Какой-то человек подсел ко мне на скамейку и предложил мне сигарету (от которой я отказался), ему хотелось завязать приятельские отношения. А еще лучше дружеские. Он наклонился ко мне и сообщил, что в пять утра была великолепная погода. Он был уверен, что в пять утра я еще спал и не видел рассвета. Я кивнул: действительно, я его не видел. Над городом стоял совершенно необыкновенный, сияющий свет, объяснил он и снова склонился ко мне под каким-то неестественным, немыслимым углом и коснулся локтем моего паха. Я отодвинулся, но ничего не сказал. Он повторил свой маневр, тогда я встал и сказал, чтобы он прекратил. Он обезоруживающе развел руками и сказал, что я могу не волноваться, он предпочитает женщин. Не стоит беспокоиться. Вообще-то, у него были отклонения в сторону, но он пришел к выводу, что женщины куда лучше. Я сказал, что он может предпочитать кого угодно до тех пор, пока его предпочтения не распространяются на меня. Он встал, собираясь уйти, вежливо попрощался и сказал, что я должен подумать и завтра все-таки встретить рассвет. Вероятность, что рассвет и завтра будет таким же прекрасным, достаточно велика.
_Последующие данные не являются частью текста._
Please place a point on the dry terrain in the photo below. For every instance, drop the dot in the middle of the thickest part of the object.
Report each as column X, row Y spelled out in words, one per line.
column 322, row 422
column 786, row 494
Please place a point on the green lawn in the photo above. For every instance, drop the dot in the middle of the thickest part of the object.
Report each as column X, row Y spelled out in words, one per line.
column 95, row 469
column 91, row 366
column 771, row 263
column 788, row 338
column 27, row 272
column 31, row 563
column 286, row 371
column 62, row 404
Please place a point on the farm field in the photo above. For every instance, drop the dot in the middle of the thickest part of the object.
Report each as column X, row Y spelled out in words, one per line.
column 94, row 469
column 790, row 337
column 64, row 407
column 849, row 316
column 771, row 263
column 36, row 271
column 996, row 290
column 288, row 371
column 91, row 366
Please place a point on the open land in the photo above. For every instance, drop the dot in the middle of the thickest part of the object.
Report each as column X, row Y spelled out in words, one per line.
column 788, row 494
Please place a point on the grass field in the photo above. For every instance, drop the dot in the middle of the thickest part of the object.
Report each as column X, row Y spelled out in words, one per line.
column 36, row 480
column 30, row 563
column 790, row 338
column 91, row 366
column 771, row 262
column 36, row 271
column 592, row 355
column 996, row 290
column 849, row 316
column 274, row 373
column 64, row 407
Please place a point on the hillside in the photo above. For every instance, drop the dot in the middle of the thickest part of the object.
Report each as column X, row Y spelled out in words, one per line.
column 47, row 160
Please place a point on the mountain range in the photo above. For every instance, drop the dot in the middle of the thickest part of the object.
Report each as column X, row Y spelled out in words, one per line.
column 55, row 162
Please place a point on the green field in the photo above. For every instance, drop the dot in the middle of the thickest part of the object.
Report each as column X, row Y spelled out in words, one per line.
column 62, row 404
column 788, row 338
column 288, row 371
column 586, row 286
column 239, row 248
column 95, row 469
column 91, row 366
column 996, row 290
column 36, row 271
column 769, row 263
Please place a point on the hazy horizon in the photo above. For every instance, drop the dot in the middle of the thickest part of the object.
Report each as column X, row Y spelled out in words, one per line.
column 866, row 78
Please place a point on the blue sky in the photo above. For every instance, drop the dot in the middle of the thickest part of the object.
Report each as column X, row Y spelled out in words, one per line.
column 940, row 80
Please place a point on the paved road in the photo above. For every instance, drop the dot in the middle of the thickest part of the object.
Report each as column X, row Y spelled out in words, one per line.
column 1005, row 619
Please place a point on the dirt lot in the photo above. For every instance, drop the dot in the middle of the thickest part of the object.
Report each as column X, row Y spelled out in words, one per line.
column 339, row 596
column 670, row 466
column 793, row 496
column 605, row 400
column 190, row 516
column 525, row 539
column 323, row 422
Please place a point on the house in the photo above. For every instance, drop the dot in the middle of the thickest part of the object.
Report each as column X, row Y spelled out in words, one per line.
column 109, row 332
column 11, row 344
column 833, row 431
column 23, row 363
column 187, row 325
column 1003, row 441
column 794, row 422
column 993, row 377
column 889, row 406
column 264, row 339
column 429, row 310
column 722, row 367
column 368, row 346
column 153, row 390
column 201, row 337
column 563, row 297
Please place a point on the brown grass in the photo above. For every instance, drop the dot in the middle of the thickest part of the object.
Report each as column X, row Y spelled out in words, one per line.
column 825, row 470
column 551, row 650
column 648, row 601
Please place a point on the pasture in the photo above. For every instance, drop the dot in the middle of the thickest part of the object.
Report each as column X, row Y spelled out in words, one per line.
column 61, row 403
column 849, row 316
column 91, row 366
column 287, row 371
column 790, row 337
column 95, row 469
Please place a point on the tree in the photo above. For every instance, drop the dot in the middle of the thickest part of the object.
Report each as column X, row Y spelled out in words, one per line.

После этого я стал более скептически относиться к своей новой привычке постоянно куда-то ходить и бывать среди незнакомых людей. И все-таки мне казалось, что это лучше, чем сидеть дома и торопить время, мысленно проживая будущее.
Я поливал цветы у моих родителей и получал приходившие им письма и газеты, сами они на Пасху уехали в горы. Отец оставил дотошно-подробную записку, в которой убедительно просил, чтобы я не забывал подкармливать семечками беличье семейство, жившее в саду. Пакет с семечками был водружен на такой пьедестал, что не заметить его мог только слепой или человек в разгаре оргазма. Я, конечно, заметил пакет, вынес его в сад, рассыпал семечки по лужайке и был удивлен и обрадован, когда ко мне сбежались белки. Я вдруг понял, почему так волновался отец, и почувствовал укоры совести из-за того, что так долго отказывал ему в понимании.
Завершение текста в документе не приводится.